Navidad es fiesta permanente porque en ella nace el sol que ilumina nuestro mundo, nuestra vida, nuestra persona. Afirma el Concilio Vaticano II que Jesús de Nazaret ilumina el misterio de Dios y el misterio del hombre. Navidad nos da una clave para entender la vida. Pero para comprender este misterio, para tener experiencia de la dicha que esto reporta, para «saborear» toda su grandiosidad y ternura, se necesita tener una mirada transparente, un corazón sencillo, sin pliegues ni repliegues. Los sabiondos de entonces y de ahora, por más que asistan al culto, se quedan sin encontrar a Dios o sin dejarse encontrar por Él. Lo revelan los relatos evangélicos de la infancia: No reconocen al Dios encarnado los sabios ni los legisladores, ni los encargados del culto, ni los guardianes del templo… Sí le reconocen los pastores, los magos, los ancianos Simeón y Ana, los humildes y pecadores arrepentidos. Hay muchos autosuficientes que se creen de vuelta de todo sin haber ido a ninguna parte, para quienes la experiencia religiosa es una realidad enteramente desconocida. La puerta que da entrada a la basílica de Belén apenas si tiene metro y medio. La hicieron así para impedir la entrada de los caballos invasores, pero la tradición lo interpreta como signo de humildad y pequeñez, sin las cuales no se puede acceder al portal.
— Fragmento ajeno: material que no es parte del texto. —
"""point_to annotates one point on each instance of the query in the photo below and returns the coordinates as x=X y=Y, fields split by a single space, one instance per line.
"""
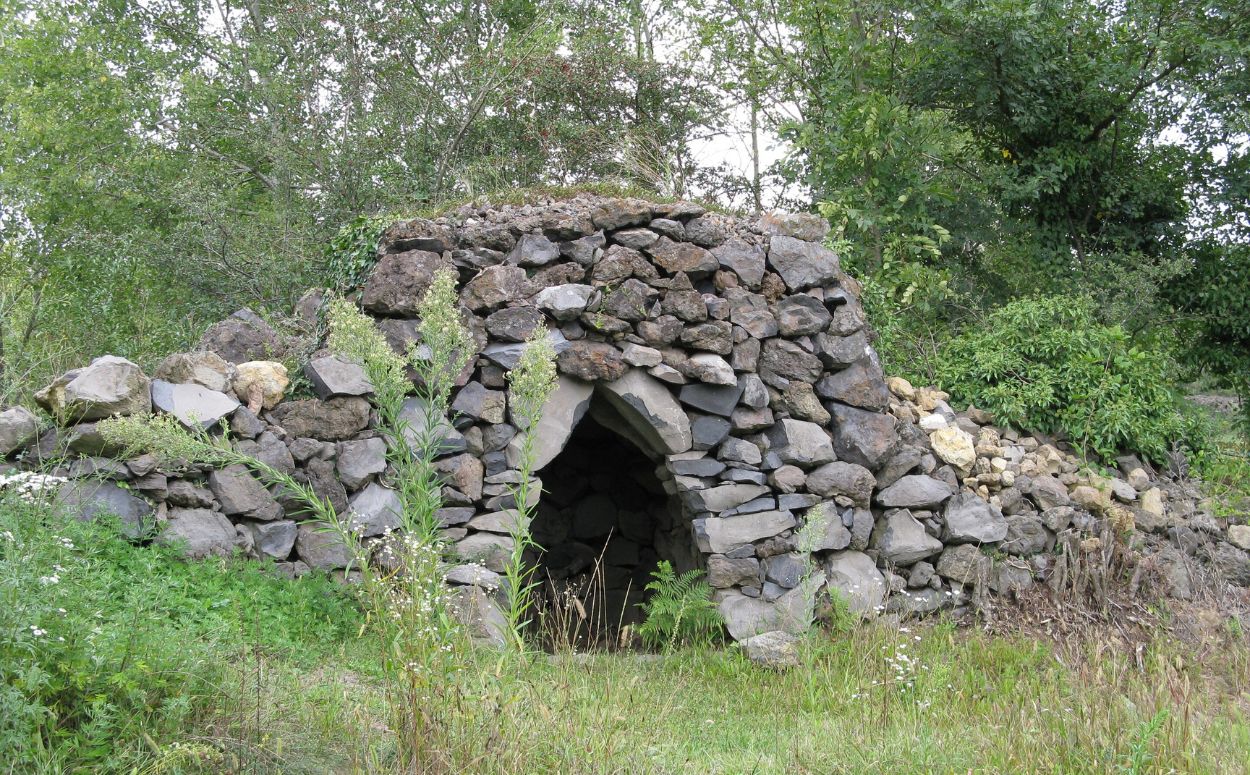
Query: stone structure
x=718 y=388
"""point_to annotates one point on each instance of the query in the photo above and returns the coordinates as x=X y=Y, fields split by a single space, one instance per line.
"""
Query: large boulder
x=88 y=500
x=854 y=576
x=321 y=548
x=915 y=491
x=864 y=438
x=803 y=264
x=721 y=534
x=333 y=376
x=110 y=386
x=260 y=384
x=241 y=338
x=971 y=520
x=650 y=409
x=19 y=428
x=399 y=283
x=241 y=495
x=838 y=478
x=194 y=405
x=198 y=533
x=901 y=540
x=203 y=368
x=375 y=510
x=800 y=443
x=329 y=420
x=564 y=409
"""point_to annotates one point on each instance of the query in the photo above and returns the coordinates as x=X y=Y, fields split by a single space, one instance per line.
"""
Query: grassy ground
x=218 y=666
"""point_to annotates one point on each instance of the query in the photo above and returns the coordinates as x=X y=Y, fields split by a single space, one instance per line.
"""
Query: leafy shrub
x=1048 y=365
x=106 y=646
x=680 y=609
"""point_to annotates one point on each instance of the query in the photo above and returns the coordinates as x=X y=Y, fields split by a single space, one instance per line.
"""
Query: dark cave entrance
x=604 y=523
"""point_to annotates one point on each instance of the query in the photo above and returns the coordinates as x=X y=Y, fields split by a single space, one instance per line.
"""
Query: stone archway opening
x=604 y=521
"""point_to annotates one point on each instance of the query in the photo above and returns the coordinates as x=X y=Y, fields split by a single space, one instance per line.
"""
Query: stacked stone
x=734 y=354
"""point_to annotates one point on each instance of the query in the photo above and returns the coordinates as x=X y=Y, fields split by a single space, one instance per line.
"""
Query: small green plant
x=353 y=251
x=680 y=610
x=530 y=384
x=1046 y=364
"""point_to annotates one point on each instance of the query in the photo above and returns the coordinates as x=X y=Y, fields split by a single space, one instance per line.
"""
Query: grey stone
x=334 y=376
x=89 y=500
x=901 y=540
x=724 y=573
x=509 y=354
x=109 y=386
x=710 y=369
x=485 y=548
x=274 y=539
x=864 y=438
x=806 y=226
x=204 y=368
x=480 y=616
x=838 y=478
x=359 y=461
x=861 y=384
x=723 y=534
x=739 y=450
x=698 y=466
x=969 y=519
x=399 y=283
x=330 y=420
x=319 y=546
x=564 y=409
x=19 y=429
x=855 y=578
x=721 y=498
x=915 y=491
x=649 y=408
x=198 y=533
x=493 y=288
x=194 y=405
x=241 y=338
x=804 y=444
x=683 y=258
x=800 y=315
x=591 y=361
x=714 y=399
x=615 y=214
x=1049 y=493
x=534 y=250
x=708 y=431
x=840 y=351
x=784 y=359
x=745 y=260
x=241 y=495
x=1026 y=535
x=803 y=264
x=514 y=323
x=964 y=564
x=776 y=650
x=748 y=616
x=474 y=575
x=564 y=301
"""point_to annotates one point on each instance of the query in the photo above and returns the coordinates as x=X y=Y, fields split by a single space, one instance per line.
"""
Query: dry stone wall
x=724 y=370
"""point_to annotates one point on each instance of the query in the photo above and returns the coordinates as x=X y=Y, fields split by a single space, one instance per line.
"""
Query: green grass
x=219 y=666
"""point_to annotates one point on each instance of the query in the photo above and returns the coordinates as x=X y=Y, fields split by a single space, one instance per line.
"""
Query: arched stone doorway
x=608 y=513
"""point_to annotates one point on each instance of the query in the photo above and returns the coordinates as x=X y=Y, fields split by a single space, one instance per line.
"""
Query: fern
x=680 y=610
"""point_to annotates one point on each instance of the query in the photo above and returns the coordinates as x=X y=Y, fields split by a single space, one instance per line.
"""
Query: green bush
x=108 y=649
x=680 y=610
x=1046 y=364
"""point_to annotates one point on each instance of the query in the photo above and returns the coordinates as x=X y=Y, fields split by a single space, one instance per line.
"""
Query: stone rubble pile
x=733 y=354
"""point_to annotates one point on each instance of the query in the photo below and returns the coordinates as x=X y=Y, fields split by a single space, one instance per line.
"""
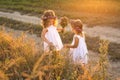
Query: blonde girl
x=50 y=34
x=78 y=46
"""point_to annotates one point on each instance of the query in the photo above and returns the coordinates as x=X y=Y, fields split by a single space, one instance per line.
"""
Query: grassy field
x=37 y=65
x=91 y=12
x=92 y=42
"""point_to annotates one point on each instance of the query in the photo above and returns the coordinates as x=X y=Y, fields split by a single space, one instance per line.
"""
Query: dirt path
x=109 y=33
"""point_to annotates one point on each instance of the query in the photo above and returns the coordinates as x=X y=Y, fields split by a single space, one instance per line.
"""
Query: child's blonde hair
x=77 y=25
x=48 y=14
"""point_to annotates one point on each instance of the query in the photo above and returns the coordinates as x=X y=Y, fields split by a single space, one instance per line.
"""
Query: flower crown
x=48 y=17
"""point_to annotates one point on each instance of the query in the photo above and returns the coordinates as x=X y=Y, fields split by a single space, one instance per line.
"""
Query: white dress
x=53 y=36
x=79 y=53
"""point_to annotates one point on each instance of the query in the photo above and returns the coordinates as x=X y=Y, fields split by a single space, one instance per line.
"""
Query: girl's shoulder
x=45 y=30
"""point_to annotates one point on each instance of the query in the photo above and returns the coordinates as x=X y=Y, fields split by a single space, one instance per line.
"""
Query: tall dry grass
x=21 y=60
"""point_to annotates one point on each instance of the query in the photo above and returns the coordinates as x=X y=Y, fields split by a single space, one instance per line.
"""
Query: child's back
x=53 y=36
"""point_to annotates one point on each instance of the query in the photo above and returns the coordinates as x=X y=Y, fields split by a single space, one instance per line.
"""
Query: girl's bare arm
x=75 y=45
x=44 y=31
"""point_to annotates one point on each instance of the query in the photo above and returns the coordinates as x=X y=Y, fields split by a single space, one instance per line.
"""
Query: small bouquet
x=64 y=22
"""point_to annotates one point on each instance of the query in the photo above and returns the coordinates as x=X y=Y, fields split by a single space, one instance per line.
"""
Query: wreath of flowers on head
x=48 y=17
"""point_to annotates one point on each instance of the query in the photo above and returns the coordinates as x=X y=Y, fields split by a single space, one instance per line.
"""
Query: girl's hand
x=65 y=45
x=50 y=44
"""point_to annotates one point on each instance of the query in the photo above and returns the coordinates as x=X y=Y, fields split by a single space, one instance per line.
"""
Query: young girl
x=50 y=34
x=78 y=46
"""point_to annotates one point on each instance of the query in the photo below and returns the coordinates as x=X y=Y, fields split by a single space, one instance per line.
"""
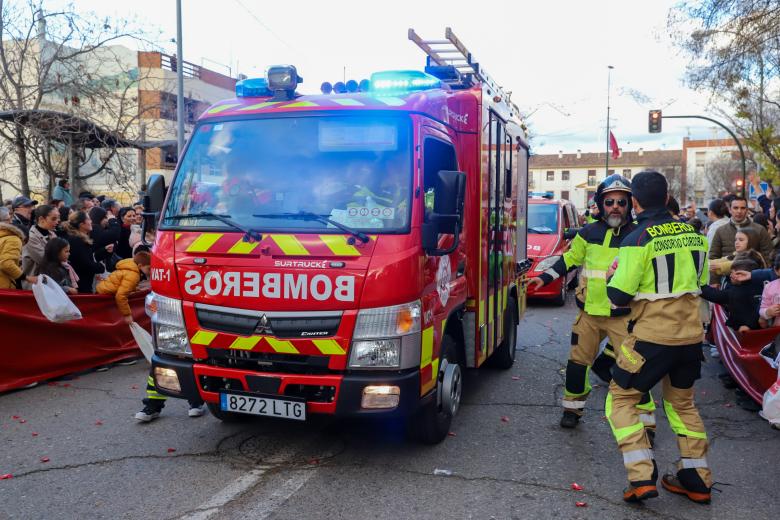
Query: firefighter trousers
x=641 y=365
x=587 y=334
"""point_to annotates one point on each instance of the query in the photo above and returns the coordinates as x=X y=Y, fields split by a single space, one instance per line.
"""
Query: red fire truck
x=348 y=253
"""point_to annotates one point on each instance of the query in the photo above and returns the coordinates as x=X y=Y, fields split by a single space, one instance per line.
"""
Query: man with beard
x=595 y=248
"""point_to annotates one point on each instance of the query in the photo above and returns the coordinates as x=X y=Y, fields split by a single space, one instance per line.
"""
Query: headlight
x=379 y=353
x=382 y=322
x=547 y=263
x=170 y=334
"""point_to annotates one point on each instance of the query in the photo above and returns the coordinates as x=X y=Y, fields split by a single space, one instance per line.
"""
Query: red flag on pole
x=613 y=145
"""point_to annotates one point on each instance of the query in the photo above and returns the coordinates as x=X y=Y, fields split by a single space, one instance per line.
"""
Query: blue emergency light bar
x=253 y=87
x=400 y=81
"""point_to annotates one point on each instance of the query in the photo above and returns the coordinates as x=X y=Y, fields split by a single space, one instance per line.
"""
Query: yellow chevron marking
x=301 y=104
x=283 y=347
x=243 y=248
x=391 y=101
x=329 y=346
x=204 y=242
x=203 y=338
x=221 y=108
x=347 y=102
x=339 y=246
x=258 y=106
x=427 y=347
x=289 y=245
x=245 y=343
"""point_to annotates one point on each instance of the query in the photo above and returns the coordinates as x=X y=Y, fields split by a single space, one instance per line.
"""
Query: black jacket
x=741 y=302
x=82 y=259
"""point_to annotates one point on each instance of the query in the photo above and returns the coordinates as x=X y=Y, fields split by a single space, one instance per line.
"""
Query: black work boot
x=570 y=419
x=687 y=483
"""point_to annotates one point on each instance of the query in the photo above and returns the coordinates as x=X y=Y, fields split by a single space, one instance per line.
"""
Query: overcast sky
x=552 y=55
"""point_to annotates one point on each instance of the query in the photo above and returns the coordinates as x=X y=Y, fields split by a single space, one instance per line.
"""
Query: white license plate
x=255 y=405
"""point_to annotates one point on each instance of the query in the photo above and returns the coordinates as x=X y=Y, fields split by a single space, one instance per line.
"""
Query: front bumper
x=331 y=394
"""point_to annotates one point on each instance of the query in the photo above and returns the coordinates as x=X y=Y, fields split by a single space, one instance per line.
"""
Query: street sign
x=752 y=190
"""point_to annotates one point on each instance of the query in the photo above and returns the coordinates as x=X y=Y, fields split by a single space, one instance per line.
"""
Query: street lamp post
x=180 y=84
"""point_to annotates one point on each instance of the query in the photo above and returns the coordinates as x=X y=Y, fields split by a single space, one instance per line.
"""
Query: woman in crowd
x=123 y=249
x=82 y=256
x=11 y=240
x=745 y=240
x=46 y=220
x=55 y=265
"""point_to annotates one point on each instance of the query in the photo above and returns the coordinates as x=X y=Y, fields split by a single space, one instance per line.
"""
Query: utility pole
x=180 y=84
x=609 y=87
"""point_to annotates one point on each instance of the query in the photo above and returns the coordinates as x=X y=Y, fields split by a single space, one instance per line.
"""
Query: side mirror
x=155 y=194
x=447 y=215
x=153 y=201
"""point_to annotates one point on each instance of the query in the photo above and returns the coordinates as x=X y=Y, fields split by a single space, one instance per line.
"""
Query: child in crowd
x=125 y=279
x=770 y=298
x=739 y=298
x=55 y=265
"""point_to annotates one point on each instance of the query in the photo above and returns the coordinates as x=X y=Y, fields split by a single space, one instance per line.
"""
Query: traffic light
x=654 y=122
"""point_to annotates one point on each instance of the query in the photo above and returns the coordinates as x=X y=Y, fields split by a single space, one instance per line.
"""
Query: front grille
x=247 y=323
x=283 y=363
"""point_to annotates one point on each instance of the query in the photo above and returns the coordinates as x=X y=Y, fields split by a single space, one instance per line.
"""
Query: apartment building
x=575 y=176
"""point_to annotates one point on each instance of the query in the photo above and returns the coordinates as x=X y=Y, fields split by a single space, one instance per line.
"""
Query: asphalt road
x=75 y=451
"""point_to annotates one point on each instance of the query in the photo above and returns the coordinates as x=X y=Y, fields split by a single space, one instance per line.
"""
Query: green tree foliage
x=734 y=46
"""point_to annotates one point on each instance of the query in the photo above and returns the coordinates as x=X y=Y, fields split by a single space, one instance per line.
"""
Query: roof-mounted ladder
x=451 y=52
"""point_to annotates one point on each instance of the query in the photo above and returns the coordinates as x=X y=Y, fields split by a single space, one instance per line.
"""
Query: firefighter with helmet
x=662 y=265
x=595 y=248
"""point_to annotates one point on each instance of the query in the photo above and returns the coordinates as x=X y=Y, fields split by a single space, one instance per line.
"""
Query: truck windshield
x=543 y=219
x=262 y=173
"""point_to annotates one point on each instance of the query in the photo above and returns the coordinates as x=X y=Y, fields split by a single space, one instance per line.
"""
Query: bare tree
x=66 y=61
x=734 y=47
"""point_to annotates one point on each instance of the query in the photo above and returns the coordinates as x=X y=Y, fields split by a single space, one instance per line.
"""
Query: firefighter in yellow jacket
x=662 y=265
x=595 y=248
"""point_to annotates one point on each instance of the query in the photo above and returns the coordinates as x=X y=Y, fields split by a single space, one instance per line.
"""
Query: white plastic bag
x=771 y=409
x=53 y=302
x=144 y=340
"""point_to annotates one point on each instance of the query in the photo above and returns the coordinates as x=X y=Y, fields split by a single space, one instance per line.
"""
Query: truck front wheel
x=431 y=424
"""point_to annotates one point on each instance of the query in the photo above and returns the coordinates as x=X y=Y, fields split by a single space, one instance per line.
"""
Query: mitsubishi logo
x=263 y=326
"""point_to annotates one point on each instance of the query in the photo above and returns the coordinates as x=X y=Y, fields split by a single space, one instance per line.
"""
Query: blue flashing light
x=401 y=81
x=252 y=87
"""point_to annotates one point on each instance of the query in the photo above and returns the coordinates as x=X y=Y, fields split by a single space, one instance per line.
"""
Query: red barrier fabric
x=33 y=349
x=740 y=354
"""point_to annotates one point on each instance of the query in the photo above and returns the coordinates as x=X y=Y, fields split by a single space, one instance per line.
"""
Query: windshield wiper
x=250 y=235
x=308 y=215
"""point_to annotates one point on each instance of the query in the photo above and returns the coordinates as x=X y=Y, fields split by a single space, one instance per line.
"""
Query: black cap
x=21 y=200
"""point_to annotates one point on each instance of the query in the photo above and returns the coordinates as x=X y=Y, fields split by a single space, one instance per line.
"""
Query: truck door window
x=437 y=155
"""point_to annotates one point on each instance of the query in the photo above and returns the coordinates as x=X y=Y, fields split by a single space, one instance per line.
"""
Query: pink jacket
x=770 y=296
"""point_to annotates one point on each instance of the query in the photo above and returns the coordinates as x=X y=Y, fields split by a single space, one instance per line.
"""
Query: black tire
x=228 y=417
x=431 y=424
x=560 y=300
x=504 y=356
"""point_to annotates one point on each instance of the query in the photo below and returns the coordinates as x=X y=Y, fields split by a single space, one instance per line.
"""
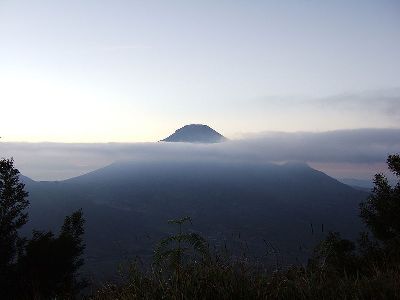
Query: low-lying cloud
x=362 y=149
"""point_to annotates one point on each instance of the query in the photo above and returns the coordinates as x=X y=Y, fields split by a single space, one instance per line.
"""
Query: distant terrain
x=256 y=208
x=195 y=133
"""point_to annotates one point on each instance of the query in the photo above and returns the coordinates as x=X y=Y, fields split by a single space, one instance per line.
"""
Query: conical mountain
x=195 y=133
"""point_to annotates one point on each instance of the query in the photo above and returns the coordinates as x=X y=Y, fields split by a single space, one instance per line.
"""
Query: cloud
x=50 y=161
x=385 y=102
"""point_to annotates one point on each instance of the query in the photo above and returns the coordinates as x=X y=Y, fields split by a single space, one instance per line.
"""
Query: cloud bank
x=341 y=152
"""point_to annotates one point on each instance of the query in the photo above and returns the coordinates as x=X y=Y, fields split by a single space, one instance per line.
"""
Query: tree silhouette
x=13 y=202
x=44 y=267
x=381 y=211
x=174 y=249
x=50 y=264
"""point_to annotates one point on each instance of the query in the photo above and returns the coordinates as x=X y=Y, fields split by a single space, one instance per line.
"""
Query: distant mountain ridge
x=195 y=133
x=126 y=206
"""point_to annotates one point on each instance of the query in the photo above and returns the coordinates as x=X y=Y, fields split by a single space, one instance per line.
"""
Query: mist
x=357 y=153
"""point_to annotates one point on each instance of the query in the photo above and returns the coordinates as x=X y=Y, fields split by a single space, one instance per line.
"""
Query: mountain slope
x=195 y=133
x=126 y=206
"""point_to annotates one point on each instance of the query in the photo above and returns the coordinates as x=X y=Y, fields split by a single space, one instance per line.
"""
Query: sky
x=356 y=153
x=135 y=71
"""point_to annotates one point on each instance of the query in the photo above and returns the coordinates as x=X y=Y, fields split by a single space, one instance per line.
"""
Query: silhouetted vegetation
x=45 y=266
x=338 y=269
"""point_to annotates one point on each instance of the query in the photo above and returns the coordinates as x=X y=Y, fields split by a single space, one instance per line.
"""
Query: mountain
x=195 y=133
x=239 y=204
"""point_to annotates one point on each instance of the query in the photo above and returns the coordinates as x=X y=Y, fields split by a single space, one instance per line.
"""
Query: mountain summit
x=195 y=133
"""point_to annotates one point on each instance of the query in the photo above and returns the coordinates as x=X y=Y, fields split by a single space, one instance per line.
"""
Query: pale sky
x=128 y=71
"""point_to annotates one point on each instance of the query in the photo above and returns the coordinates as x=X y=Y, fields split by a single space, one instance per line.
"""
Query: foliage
x=13 y=202
x=50 y=263
x=339 y=268
x=174 y=249
x=381 y=211
x=44 y=266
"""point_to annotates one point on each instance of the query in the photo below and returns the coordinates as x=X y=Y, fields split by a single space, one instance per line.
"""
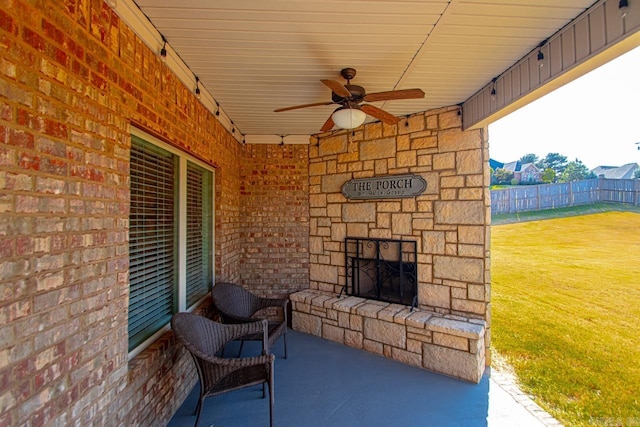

JESUCRISTO, REVELACIÓN DE DIOS Y DEL MISTERIO DEL HOMBRE
Dios se hace niño, es un niño que acaricia y se deja acariciar, que es hermano nuestro, que necesita ser atendido; débil, necesita ser amamantado y acunado por una jovencita. «Muéstranos al Padre», pide Felipe. «Pero, Felipe, ¿ahora me sales con ésas? ¿No sabes que quien me ve a mí, ve al Padre? Yo soy el rostro del Padre» (Jn 14,8-10).
Testimoniaba una cristiana fervorosa que el encuentro tenido con Chiara Lubich y la imagen que presentaba de Dios no justiciero, sino misericordioso, la habían convertido y abierto a una vida nueva: «Es como si empezara a vivir otra vida más radiante, feliz, confiada». Ése es el rostro de Dios que nos refleja el niño nacido en un pesebre. Por lo demás, este acontecimiento central nos habla de la locura del amor de Dios Padre-Madre por nosotros: «Tanto amó Dios al mundo (tanto me amó a mí, hemos de decir) que nos entregó a su Hijo querido» (Jn 3,16). Y si nos dio a su Hijo como hermano nuestro, ¿qué nos va a negar? (Rm 8,32). Por amor «se hizo en todo semejante a nosotros, menos en el pecado» (Hb 4,15). No se aferró a su categoría de Dios, sino que se humilló hasta nacer en un establo y morir en una cruz como un delincuente (Cf. Flp 2,5-8).
El niño que nace en Belén, entre pajas y animales, revela por entero el misterio de todo ser humano. La humanización del Hijo de Dios revela el misterio y la grandeza del hombre. Dios se humanizó para divinizar al hombre. El Hijo de Dios se hizo hijo de hombre, para que los hijos de hombre seamos hijos de Dios, repiten con insistencia los Santos Padres.
Probablemente habéis oído la anécdota elocuente. Un aya de Luis XV tiene un descuido con respecto a una princesa. La princesa airada le reprende con acritud: «¿Te olvidas de que soy hija del rey?». El aya, una mujer de mucha fe y de mucho coraje, le responde: «¿Se olvida, Alteza, que soy hija de Dios?». Ése es el gran título que nos revela el niño de Belén y que nos hace a todos igualmente dignos.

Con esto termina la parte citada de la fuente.